In an ideal world...
So what is the ideal? What is the most effective way to segment consumers into groups so that communications can appear as relevant and specific to each individual as possible?
The ideal will differ, depending on circumstances – the business and marketing objectives, the marketplace, the brand, the customers, communications channels, available data and research, available resource and budget. But, in my experience, segmentation works best if the main discriminator is the most significant factor that has an impact on response and purchase – and whether this factor can be used as a means to define and group customers into clusters of similar traits.
Rather than demographics, it’s preferable to group consumers into attitudinal and behavioural groups. These are more predictive factors, dynamic components that have a more direct correlation to a response or an action. For example, if a barrier to a product is a perceptual one, then the most significant way to segment the audience could be by attitudinal type – in other words, ‘I only buy products I trust...’
In addition to segmentation, brands should still strive to reach consumers with some real data-driven, one-to-one communication in order to optimise the consumer’s relationship with the brand: but segmentation does provide a cost-effective means to target a group of customers with a message that is common to them, and therefore relevant. Used as a filter, segmentation can be even more effective as a means to isolate a group of customers – in order to then target further within the group, pointing even more relevant messages to sub-sets of customers within the segment. By using attitudinal and behavioural data as the main criteria for identifying segments, the most dynamic components are being used, ensuring that the targeted message takes into account all customers in a group that have common motivations and behaviour.
Hearts and minds informing communications
By including attitudinal data in the mix, a strategy for communication and investment can be made, potentially a brand retention route for the high-spending segment, and possibly a couple of routes to test for the other. One may be to test communications with testimonials from similarly profiled consumers, or to further identify specific ‘barriers’ through a customer survey for this segment, and communicate appropriate messages accordingly.
Using traditional profiling and demographic segmentation techniques, the second segment could have appeared potentially as valuable as the first.

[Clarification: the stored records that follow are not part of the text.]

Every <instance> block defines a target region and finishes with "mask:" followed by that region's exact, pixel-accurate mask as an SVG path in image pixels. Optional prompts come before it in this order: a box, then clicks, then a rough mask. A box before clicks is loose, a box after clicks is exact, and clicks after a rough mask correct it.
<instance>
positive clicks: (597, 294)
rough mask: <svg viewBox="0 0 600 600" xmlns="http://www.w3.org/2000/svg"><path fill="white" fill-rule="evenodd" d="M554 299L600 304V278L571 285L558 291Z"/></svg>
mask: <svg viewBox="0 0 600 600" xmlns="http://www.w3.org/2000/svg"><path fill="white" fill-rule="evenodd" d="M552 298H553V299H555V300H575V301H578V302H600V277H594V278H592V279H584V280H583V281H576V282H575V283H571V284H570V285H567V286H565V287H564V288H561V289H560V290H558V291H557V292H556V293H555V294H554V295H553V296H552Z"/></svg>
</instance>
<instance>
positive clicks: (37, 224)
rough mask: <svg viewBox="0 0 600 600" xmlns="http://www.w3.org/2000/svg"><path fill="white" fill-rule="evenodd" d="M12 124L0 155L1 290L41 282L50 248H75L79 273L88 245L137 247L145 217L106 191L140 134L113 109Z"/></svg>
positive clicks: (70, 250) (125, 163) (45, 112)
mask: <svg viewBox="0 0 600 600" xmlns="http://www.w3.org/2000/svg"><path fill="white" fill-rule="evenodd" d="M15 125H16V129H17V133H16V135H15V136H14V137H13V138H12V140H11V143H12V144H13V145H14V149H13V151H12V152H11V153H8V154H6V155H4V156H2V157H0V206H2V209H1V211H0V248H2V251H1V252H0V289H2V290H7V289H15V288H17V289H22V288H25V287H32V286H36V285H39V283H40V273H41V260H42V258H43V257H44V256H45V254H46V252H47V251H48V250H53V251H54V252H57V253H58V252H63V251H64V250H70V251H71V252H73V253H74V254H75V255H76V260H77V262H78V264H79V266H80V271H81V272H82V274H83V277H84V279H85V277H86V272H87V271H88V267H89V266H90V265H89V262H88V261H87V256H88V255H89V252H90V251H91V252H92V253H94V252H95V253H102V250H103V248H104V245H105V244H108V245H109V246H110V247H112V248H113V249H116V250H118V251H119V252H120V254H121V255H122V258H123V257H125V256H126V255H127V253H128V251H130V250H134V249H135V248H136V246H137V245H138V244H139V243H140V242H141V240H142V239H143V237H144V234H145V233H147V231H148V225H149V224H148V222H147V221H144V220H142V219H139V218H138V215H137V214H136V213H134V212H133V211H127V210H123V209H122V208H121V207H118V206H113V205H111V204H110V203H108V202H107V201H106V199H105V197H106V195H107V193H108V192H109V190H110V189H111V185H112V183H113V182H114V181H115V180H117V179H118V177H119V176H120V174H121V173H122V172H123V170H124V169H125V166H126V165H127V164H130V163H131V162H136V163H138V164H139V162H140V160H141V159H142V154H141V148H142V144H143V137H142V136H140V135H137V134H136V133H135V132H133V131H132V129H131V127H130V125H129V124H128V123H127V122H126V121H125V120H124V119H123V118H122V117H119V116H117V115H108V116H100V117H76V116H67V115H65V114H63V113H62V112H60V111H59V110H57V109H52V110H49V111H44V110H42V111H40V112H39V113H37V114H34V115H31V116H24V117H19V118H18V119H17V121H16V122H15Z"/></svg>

The problem is that if the attitudinal barrier is an absolute factor in determining behaviour that can’t easily be broken down or changed over time, then the level of investment in this segment is not going to be very robust.
Finally, it is worth remembering that, just because customers fall into segments, it does not necessarily mean that they will always be in that segment – behaviour can change and alter over time, so segmentation should be dynamic; and just because a segment exists, it does not mean it should. Just like profiling, segmentation can sometimes identify customers that should not be there, that actually cost money to keep and may never move up through the value chain.
One thing’s for sure, good segmentation is always going to perform better than no segmentation at all – because ‘relevance’ is everything!